We now have two datasets loaded. One with all the libraries, including their postcodes. Another with all the postcodes in England, including their coordinates. We need to merge postcode co-ordinates into the libraries dataset, so we have a dataset of libraries with co-ordinates. Before we do that we can index the postcodes dataset. This isn't always necessary but considering it's so large we can use indexes to make it quicker to find data.
- Return to the Data menu and go into the postcodes_england dataset. Select at the bottom the option to show SQL.
- Remove the current text shown in the SQL editor and replace with:
CREATE INDEX idx_postcodesengland_postcode ON postcodes_england (postcode)
- Click Apply.
This tells the underlying database to create an index (called idx_postcodesengland_postcode) on the postcodes_england table, using the column called postcode.
- Go into the libraries dataset. Select at the bottom the option to show SQL. This will display:
SELECT * FROM libraries
This tells us that the current data view is showing all columns (*) from the libraries dataset. We can change this to a view that would show a selection of columns from multiple datasets.

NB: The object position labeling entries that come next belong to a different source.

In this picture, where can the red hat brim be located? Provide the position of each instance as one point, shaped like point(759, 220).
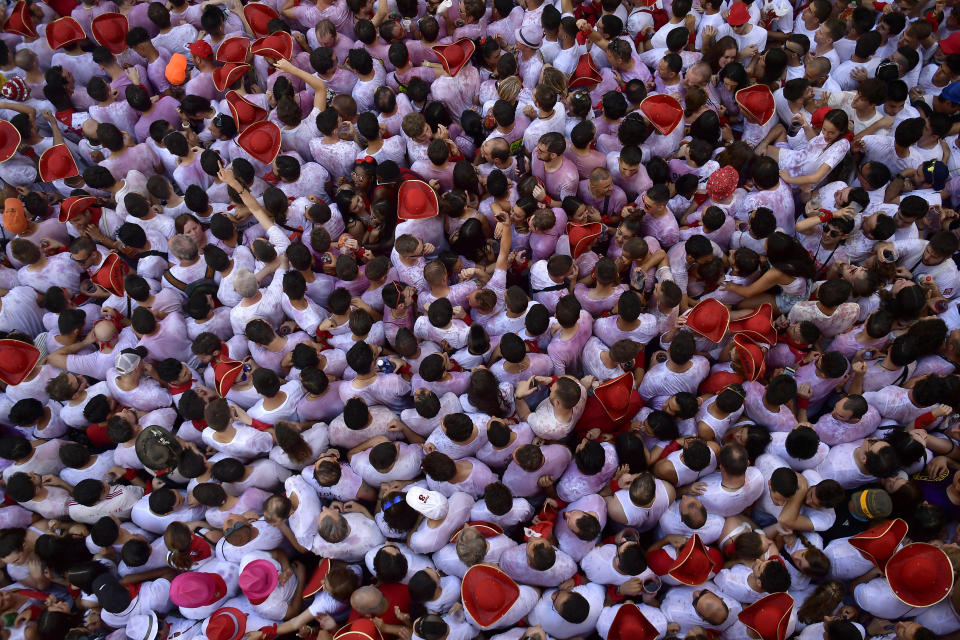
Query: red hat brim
point(57, 163)
point(111, 273)
point(585, 73)
point(758, 101)
point(693, 565)
point(258, 16)
point(483, 576)
point(239, 616)
point(417, 201)
point(315, 583)
point(74, 206)
point(101, 27)
point(880, 542)
point(937, 574)
point(277, 45)
point(769, 617)
point(269, 132)
point(244, 112)
point(758, 326)
point(20, 21)
point(228, 74)
point(234, 49)
point(361, 629)
point(454, 57)
point(710, 318)
point(63, 32)
point(9, 140)
point(580, 235)
point(752, 357)
point(614, 396)
point(17, 360)
point(663, 112)
point(225, 373)
point(631, 624)
point(486, 529)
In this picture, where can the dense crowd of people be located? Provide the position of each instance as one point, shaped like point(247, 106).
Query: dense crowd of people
point(435, 320)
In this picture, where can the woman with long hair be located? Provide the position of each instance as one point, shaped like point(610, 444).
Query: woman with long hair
point(486, 395)
point(808, 166)
point(791, 270)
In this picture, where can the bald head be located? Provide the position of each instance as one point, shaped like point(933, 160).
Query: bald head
point(104, 330)
point(698, 75)
point(368, 601)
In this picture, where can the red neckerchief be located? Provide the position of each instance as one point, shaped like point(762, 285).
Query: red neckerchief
point(177, 389)
point(670, 448)
point(66, 118)
point(797, 349)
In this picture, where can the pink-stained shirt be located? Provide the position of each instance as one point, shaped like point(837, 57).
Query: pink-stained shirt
point(561, 183)
point(782, 420)
point(524, 484)
point(841, 320)
point(170, 340)
point(660, 382)
point(565, 354)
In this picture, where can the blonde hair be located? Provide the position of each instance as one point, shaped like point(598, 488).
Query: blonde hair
point(509, 88)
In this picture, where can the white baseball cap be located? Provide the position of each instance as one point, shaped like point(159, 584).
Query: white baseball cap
point(430, 503)
point(126, 362)
point(529, 36)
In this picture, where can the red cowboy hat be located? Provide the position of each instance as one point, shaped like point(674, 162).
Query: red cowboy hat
point(880, 542)
point(752, 357)
point(9, 140)
point(920, 574)
point(244, 112)
point(581, 236)
point(57, 163)
point(17, 360)
point(769, 617)
point(225, 373)
point(110, 31)
point(416, 201)
point(722, 183)
point(258, 16)
point(614, 396)
point(63, 32)
point(360, 629)
point(111, 273)
point(486, 529)
point(315, 583)
point(454, 57)
point(758, 326)
point(739, 14)
point(234, 49)
point(757, 100)
point(585, 74)
point(663, 112)
point(276, 45)
point(20, 21)
point(631, 624)
point(710, 318)
point(74, 206)
point(694, 564)
point(487, 594)
point(227, 623)
point(228, 74)
point(261, 140)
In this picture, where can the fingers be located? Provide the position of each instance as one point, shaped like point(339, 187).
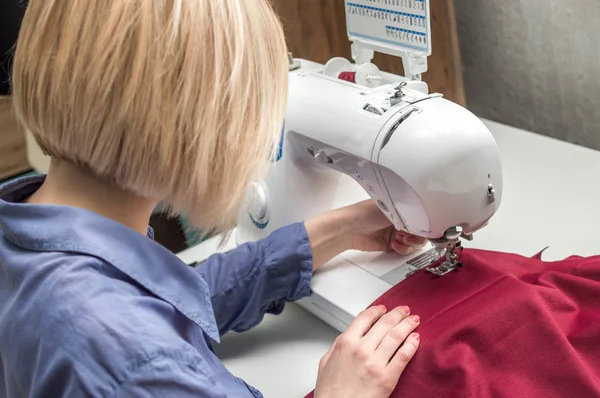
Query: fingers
point(383, 326)
point(325, 358)
point(364, 321)
point(395, 338)
point(404, 355)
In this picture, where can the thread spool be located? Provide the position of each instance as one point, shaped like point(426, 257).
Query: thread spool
point(348, 76)
point(366, 75)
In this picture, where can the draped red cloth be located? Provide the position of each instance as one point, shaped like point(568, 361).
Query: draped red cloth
point(504, 326)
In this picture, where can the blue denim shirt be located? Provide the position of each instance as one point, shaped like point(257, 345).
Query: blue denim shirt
point(91, 308)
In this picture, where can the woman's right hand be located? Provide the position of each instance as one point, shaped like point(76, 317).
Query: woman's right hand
point(368, 358)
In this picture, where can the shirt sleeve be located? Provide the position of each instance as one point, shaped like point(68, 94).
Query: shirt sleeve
point(165, 377)
point(259, 277)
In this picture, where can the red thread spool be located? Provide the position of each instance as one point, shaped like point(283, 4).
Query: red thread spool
point(348, 76)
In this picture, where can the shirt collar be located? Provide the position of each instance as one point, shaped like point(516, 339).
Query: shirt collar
point(75, 230)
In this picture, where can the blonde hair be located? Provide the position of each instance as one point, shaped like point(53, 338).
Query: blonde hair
point(177, 100)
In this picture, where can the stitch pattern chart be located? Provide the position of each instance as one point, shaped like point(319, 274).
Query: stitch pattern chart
point(400, 23)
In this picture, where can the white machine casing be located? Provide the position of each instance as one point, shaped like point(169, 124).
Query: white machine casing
point(428, 163)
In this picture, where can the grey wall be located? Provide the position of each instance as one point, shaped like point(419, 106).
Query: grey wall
point(534, 64)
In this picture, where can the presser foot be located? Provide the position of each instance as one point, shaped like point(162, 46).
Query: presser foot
point(451, 263)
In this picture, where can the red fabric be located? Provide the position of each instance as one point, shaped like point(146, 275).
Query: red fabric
point(504, 326)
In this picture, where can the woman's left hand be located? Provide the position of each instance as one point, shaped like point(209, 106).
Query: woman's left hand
point(372, 231)
point(361, 226)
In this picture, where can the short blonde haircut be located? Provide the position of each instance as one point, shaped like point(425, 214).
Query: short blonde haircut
point(178, 100)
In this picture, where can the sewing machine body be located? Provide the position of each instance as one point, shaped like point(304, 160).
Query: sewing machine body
point(433, 174)
point(353, 132)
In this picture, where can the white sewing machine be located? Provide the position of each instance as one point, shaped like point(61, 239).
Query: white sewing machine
point(353, 132)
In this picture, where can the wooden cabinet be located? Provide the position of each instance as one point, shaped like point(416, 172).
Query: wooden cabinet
point(316, 30)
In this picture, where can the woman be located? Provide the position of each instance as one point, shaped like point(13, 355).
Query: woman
point(174, 101)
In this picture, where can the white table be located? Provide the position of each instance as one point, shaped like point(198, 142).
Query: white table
point(551, 198)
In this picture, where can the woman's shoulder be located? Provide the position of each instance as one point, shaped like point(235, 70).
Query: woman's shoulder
point(80, 312)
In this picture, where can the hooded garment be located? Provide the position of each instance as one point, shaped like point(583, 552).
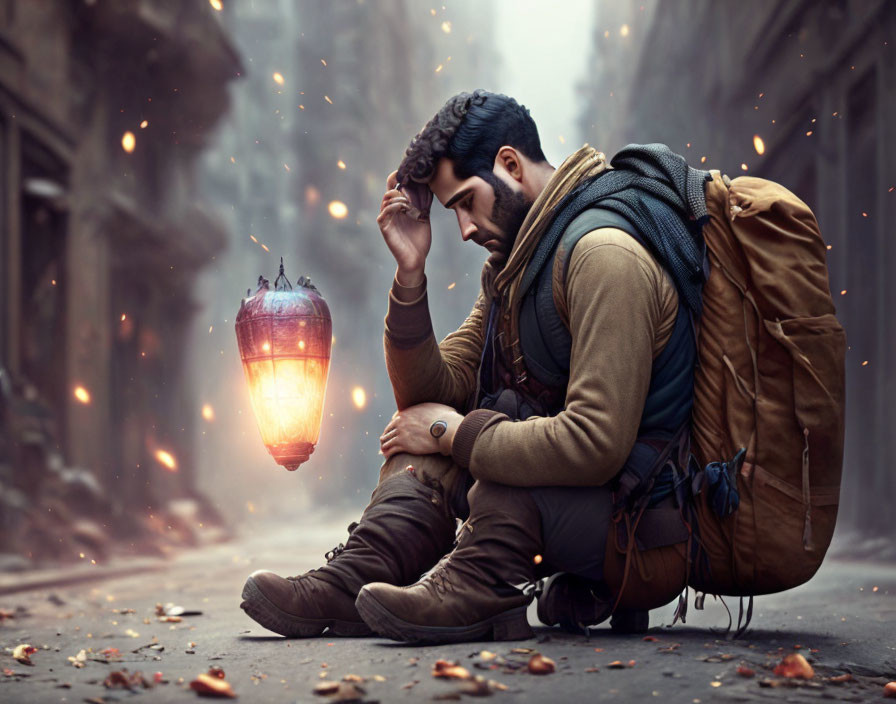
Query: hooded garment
point(613, 283)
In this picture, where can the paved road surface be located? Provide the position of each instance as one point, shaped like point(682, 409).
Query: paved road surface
point(844, 621)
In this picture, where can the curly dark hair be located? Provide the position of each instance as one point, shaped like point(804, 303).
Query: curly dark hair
point(469, 129)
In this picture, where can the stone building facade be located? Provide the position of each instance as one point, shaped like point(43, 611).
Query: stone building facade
point(814, 80)
point(359, 79)
point(104, 108)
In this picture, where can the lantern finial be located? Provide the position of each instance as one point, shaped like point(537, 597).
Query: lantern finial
point(280, 286)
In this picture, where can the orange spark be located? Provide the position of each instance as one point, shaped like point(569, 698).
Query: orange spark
point(758, 144)
point(166, 459)
point(338, 209)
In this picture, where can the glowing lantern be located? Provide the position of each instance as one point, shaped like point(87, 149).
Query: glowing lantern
point(284, 338)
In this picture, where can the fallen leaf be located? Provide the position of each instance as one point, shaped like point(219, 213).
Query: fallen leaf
point(326, 688)
point(78, 660)
point(124, 680)
point(794, 666)
point(540, 665)
point(449, 669)
point(206, 685)
point(477, 687)
point(23, 652)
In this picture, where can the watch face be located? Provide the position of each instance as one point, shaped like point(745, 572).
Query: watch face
point(438, 428)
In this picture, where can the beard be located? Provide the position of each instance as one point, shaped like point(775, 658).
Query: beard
point(508, 213)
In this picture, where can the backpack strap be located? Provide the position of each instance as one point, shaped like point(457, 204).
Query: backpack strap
point(544, 338)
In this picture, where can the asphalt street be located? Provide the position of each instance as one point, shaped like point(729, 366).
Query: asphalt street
point(842, 622)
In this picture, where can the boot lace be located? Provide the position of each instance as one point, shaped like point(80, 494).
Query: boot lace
point(331, 555)
point(440, 577)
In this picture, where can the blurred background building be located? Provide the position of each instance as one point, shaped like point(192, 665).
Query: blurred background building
point(157, 156)
point(104, 108)
point(815, 82)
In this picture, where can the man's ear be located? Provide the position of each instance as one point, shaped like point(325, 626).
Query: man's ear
point(510, 160)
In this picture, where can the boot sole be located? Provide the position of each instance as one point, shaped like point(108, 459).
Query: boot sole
point(509, 625)
point(264, 612)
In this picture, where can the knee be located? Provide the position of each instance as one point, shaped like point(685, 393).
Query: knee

- Change the SQL to the following.
SELECT library_name, library_service, postal_address, (SELECT postcodes_england.the_geom FROM postcodes_england WHERE postcodes_england.postcode = libraries.postcode) FROM libraries
This is selecting to view the library_name, library_service, postal_address, and geometry for each library. The geometry is retrieved by using a sub-query to retrieve from the postcodes dataset by matching on the postcode field.
- Click 'Apply'. Carto will chug away for a little while fetching the data.
- Once it is done, on the dataset menu icon (three little dots after the dataset name) select to 'Create dataset from query'. Carto will chug away again.
- Once that's done you will have a new dataset.
- Within the dataset opt to 'Create Map'.
The instructor will now explore some of the options within maps.
To save some time, a CSV file has been created with libraries already linked to postcode geometry. Spend 15 minutes running through this exercise and playing with some of the map features.
- Navigate to Maps > Your Datasets.
- Select New Dataset.
- In the URL field enter: https://github.com/LibrariesHacked/library-carpentry/raw/master/data/libraries_geo.csv
- Click Submit
- Leave the default of 'Never', and select 'Connect Dataset'.
- The dataset will be displayed. You can then choose then to 'Create map'
Spend some time exploring the map options and playing with the extended features of Carto. When you're done, publish a map. Think about the following questions:
- how can you ensure that the data attribution guidelines are followed when publishing a map?
- not all the libraries are shown, why not?